Publié le par GouxMathieu

   J'ai souvent dit ici que je tâchais de ne pas faire dans l'actualité : qui peut connaître les chemins étranges du succès, confortablement installé dans le fauteuil de son temps, et dire ceci sera intéressant, ceci ne le sera plus ; cela est un effet de mode, ceci est du marbre fait pour durer ? Mais la série dont je parle aujourd'hui me plaît beaucoup ; et malgré sa jeunesse, c'est pour moi une raison suffisante pour écrire.

 

   J'ai également dépassé l'âge de me détourner d'une œuvre parce qu'elle était populaire : mon adolescence est terminée, et je suis à présent capable de me forger une opinion malgré le plébiscite, et malgré la vindicte. Rick and Morty fait partie de ce "nouvel âge de l'animation occidentale", au même titre que des séries comme The Last AirbenderAdventure Time ou encore Bojack Horseman.
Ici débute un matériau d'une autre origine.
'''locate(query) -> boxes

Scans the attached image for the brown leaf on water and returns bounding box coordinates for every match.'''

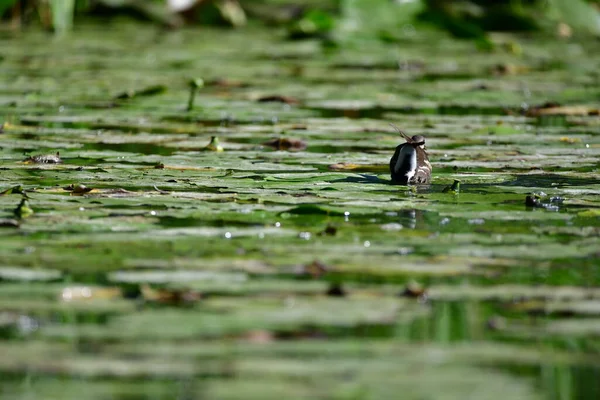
[114,85,167,100]
[490,63,529,75]
[300,260,330,278]
[63,183,92,196]
[206,78,250,88]
[527,102,600,117]
[140,285,203,306]
[263,138,307,151]
[556,22,573,38]
[318,225,337,236]
[325,282,347,297]
[0,218,19,228]
[244,330,275,344]
[400,281,427,298]
[328,163,361,171]
[328,163,389,172]
[258,94,300,104]
[23,152,62,164]
[60,286,123,301]
[560,136,581,144]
Ces séries sont très différentes, ne s'adressent pas au même public, ne traitent pas des mêmes sujets, ne le font pas de la même façon ; elles n'ont de commune que leur origine, américaine, et une sincérité que l'on avait cru depuis longtemps perdue.
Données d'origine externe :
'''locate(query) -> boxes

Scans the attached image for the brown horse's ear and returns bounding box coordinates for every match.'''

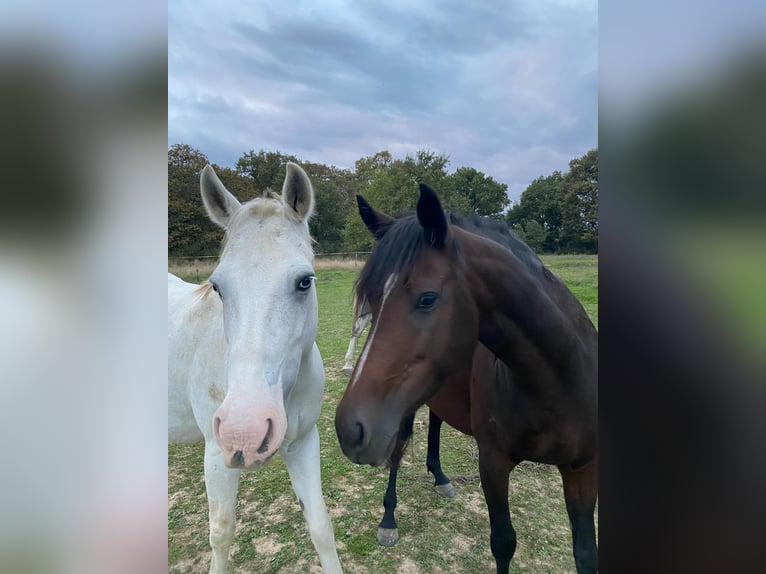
[356,195,395,239]
[418,183,447,249]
   Rick and Morty, et c'est sans doute aussi ce pourquoi cette série est de nos jours aussi populaire, a effectivement cette forme d'honnêteté qui confine parfois au cynisme. Contrairement à South Park qui, même dans ses meilleures heures, choisit la voie de la médiocrité comme meilleure et unique solution à la complexité du monde, la série de Rolland & Harmon privilégie une forme de nihilisme, ou plutôt d'absurdité toute camusienne qui laisse toujours la place à la révolte certes, mais qui la vide de toute espèce de substance et de tout espoir de révolution, ou de changement.

   Partant, dire que Rick and Morty est une série "pour adultes", ou du moins pour adolescents avancés, ce n'est pas seulement faire référence à la violence, à l'irrévérence et à la nudité que l'on peut souvent y trouver ; c'est aussi évoquer cette forme de désespoir cru qui est bien trop vraisemblable pour être le seul produit de la fiction. On pense parfois à Daria, le fantastique et la science-fiction en plus ; mais même cette dernière faisait de l'être le moteur de son changement, réservé uniquement à celles et ceux susceptibles d'aller au-delà des bornes que la nature a posées sur son chemin.

   L'on ne trouvera guère cela ici. Une sauce de fast-food est dite, une semaine, être le moteur propulsant les événements, et voilà les ambitions narratives doucement semées aller à la vanvole ; ailleurs, la menace d'un apocalypse remettant tout en question, humains et religions, est effacée d'une astuce et plus jamais nous en reparlerons ; les personnages ressentent et sont souvent très bien écrits, mais leur égocentrisme, voire leur égoïsme, les arrêtent dans toute évolution sincère de leur caractère. Les situations changent, certes ; mais les êtres demeurent, à contre-courant de ce à quoi les séries traditionnelles nous avaient habitués.

   Réduire Rick and Morty à son seul propos, et à ses seuls jeux avec la narration et ses codes, c'est déjà en dire beaucoup et c'est déjà en voir tout le talent ; mais il faut également parler de son rythme, chaque épisode ne durant que vingt minutes mais l'on croirait avoir souvent des longs-métrages, tant les histoires s'entremêlent, se complètent, se flattent mutuellement pour aboutir à une grande complexité, jamais obscure, souvent élégante ; il faut parler de son doublage, la quasi intégralité des personnages étant incarnés par Dan Harmon lui-même, et il est miracle de l'entendre improviser à moitié ses répliques, miracle de saisir les micro-variations qu'il est capable de donner.

   Quand j'y songe, et sans avoir la sensation d'inutilement complimenter, le seul défaut que je puis trouver à Rick and Morty, c'est qu'à l'heure actuelle, la série n'est point achevée ; et comme elle développe cependant un semblant de continuité narrative, du moins comme elle se donne les ambitions de le faire, je ne peux la juger dans son entier. Bientôt sans doute, un jour peut-être ; et sans pour autant jouer les haruspices, je pense que l'on parlera encore à l'avenir de Rick and Morty.